David Mohr, the lead author of the study and a professor at Northwestern University Feinberg School of Medicine, said that many people want therapy as part of their depression treatment, but “one of the things we’ve found over the years is that it’s very difficult for people with depression to access psychotherapy.”
In addition to the expense, if health insurance doesn’t cover it completely, therapy requires a time commitment — sometimes an hour or more a week for months — that is a challenge for people to meet.
QUESTIONABLE DIFFERENCE
To see whether having therapy sessions over the phone might make it easier for people to stick to their treatment plan, Mohr and his colleagues asked 325 people with depression to undergo 18 weeks of treatment.
Half of the patients received therapy over the phone, and the other half in-person.

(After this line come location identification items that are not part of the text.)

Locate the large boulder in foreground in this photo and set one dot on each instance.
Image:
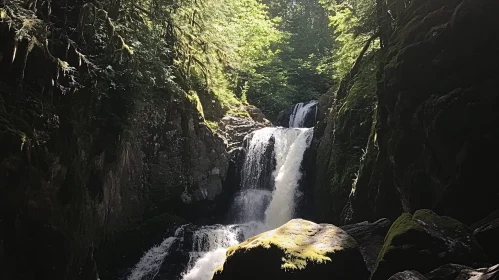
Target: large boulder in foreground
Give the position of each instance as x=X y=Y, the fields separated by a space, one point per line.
x=369 y=237
x=425 y=241
x=460 y=272
x=297 y=250
x=408 y=275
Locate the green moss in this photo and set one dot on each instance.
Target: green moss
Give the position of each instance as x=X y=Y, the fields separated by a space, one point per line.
x=194 y=98
x=407 y=222
x=294 y=240
x=213 y=126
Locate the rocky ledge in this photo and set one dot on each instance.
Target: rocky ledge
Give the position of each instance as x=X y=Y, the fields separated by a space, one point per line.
x=419 y=246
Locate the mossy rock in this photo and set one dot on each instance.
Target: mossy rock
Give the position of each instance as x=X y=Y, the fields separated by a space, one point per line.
x=297 y=250
x=408 y=275
x=423 y=242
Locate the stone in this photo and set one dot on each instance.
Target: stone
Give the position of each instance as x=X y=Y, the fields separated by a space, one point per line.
x=369 y=237
x=488 y=237
x=446 y=272
x=423 y=242
x=299 y=249
x=491 y=273
x=408 y=275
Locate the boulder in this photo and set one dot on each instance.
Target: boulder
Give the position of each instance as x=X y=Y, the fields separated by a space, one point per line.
x=487 y=236
x=297 y=250
x=491 y=273
x=460 y=272
x=234 y=128
x=423 y=242
x=369 y=237
x=446 y=272
x=408 y=275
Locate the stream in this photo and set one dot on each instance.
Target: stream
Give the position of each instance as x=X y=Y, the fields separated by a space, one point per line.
x=269 y=191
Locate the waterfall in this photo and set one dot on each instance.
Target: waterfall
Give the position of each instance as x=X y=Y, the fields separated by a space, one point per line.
x=148 y=266
x=281 y=207
x=269 y=185
x=300 y=113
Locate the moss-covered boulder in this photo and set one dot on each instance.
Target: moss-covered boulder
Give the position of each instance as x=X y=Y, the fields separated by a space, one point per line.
x=369 y=237
x=408 y=275
x=297 y=250
x=423 y=242
x=488 y=237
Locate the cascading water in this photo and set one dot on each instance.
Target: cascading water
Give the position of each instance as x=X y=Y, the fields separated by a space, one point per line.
x=270 y=178
x=300 y=113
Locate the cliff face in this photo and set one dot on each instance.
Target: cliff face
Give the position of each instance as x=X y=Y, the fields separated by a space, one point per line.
x=70 y=181
x=432 y=143
x=80 y=168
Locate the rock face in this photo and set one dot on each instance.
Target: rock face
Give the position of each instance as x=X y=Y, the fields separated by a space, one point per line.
x=297 y=250
x=408 y=275
x=423 y=242
x=309 y=120
x=488 y=237
x=343 y=146
x=460 y=272
x=491 y=273
x=436 y=116
x=432 y=142
x=88 y=167
x=369 y=237
x=235 y=128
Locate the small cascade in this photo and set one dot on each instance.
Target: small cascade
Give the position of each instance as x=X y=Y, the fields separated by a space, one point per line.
x=269 y=185
x=281 y=208
x=148 y=266
x=300 y=113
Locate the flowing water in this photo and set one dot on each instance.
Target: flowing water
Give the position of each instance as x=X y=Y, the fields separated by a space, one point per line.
x=300 y=113
x=269 y=186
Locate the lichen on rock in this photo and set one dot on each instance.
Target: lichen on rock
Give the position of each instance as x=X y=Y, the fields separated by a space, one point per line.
x=297 y=250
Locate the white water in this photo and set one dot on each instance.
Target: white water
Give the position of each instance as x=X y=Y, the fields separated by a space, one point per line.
x=266 y=201
x=148 y=266
x=300 y=111
x=281 y=209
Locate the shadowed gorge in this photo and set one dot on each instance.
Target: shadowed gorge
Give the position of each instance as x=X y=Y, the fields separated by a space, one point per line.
x=249 y=139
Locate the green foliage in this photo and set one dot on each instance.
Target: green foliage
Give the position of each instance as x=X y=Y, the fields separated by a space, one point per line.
x=300 y=70
x=218 y=41
x=353 y=24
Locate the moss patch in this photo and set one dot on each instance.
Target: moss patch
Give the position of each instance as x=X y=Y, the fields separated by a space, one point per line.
x=423 y=242
x=301 y=241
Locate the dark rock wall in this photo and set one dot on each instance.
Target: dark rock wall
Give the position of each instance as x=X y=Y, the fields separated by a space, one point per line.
x=79 y=169
x=432 y=144
x=439 y=107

More people dropped out of the face-to-face therapy — 53 patients — than those in the telephone-based group — 34 patients.
By the end of the study, patients in both groups felt some relief from their depression.
But six months after the study ended, the patients who met their therapists in-person felt less depressed than those who had their sessions over the phone.
Mohr’s team found that the in-person group scored about three points lower on a 52-point scale of depression.
Mohr said that a three point difference on the depression scale “is of questionable clinical significance,” meaning that a three-point reduction is the minimum change by which people could actually feel better.
He said he suspects that the difference between the groups isn’t because in-person therapy works better, but because the more difficult-to-treat patients were more likely to drop out of the in-person group.
In other words, it’s possible that the telephone-based group included a greater number of patients with depression that was tougher to treat.
Mohr said he and his colleagues, who published their results in the Journal of the American Medical Association, are doing more follow up work to determine whether this is the case, or if in-person psychotherapy is actually more effective in the long term.
Hofmann said that perhaps patients could benefit from a combination of telephone and in-person therapy — starting with telephone-based sessions and following up with face-to-face sessions.
“This strategy might lead to lower attrition (than) face-to-face (cognitive behavioral therapy) but greater efficacy than (telephone-based cognitive behavioral therapy) over the long-term,” he said.
Mohr said he would recommend phone-based therapy for those patients who want it.
“At this point these finding do suggest that psychotherapy for depression can be administered both safely and effectively over the phone. Providers can be comfortable doing that and insurers and payers should feel comfortable” reimbursing for it, he told Reuters Health.